Saturday, February 12, 2022

Which investment factors are hard to measure? Risk factor measurement as art


I remember a discuss with one boss who asked for the beta of an investment in our portfolio. He told me to look it up as if there was a book of betas. I told him we would have calculate it. There was no single number that is used for beta. I still remember the odd look of frustration he gave me; you have got to be kidding me. 

The same frustration can be applied with risk factors. There are Fama-French factors that are "standardized", but there are also several proxies and alternative ways of calculating these factors. Some are easier than others, so investors must ask about the specifics for calculating any factor. 

Size may be the easiest to measure since it focused on market capitalization. Momentum also is an easy factor to measure with the lookback and delay being the key features. History has proved that the momentum look-back is stable. Volatility is another factor that is intuitively easy to measure and only has a limited number of choice variables. Investors can decide on standard deviation, beta, or risk after accounting for beta. Dividend yield can be as easy as a sort of high dividend; however, there are variations on risk-adjustments. 

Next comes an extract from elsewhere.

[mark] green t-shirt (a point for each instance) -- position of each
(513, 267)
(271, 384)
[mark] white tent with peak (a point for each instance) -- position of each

Complexities increase on when or how rebalancing is conducted for these factors. This structuring can add significant transaction costs.

The more difficult factors to measure are value and quality. While originally these were simple measurements, the level of complexity or sophistication with calculating value and quality through accounting number proxies has increased significantly. 

For value, price to book and earnings to price are the standard measures, but there are also value measures with sales, earnings, net profits, dividends, and cash flows. There has been value measurement proliferation especially during these periods of value under-performance. 

Quality cannot be measure directly, so there has been a growing number of alternative measures including ROA, ROE, earnings stability, growth, strength of balance sheet, accruals, and cash flows. There is a lot of room for quality interpretations. 

So, like the old question of asking about beta, remember that all factor measurements are not the same.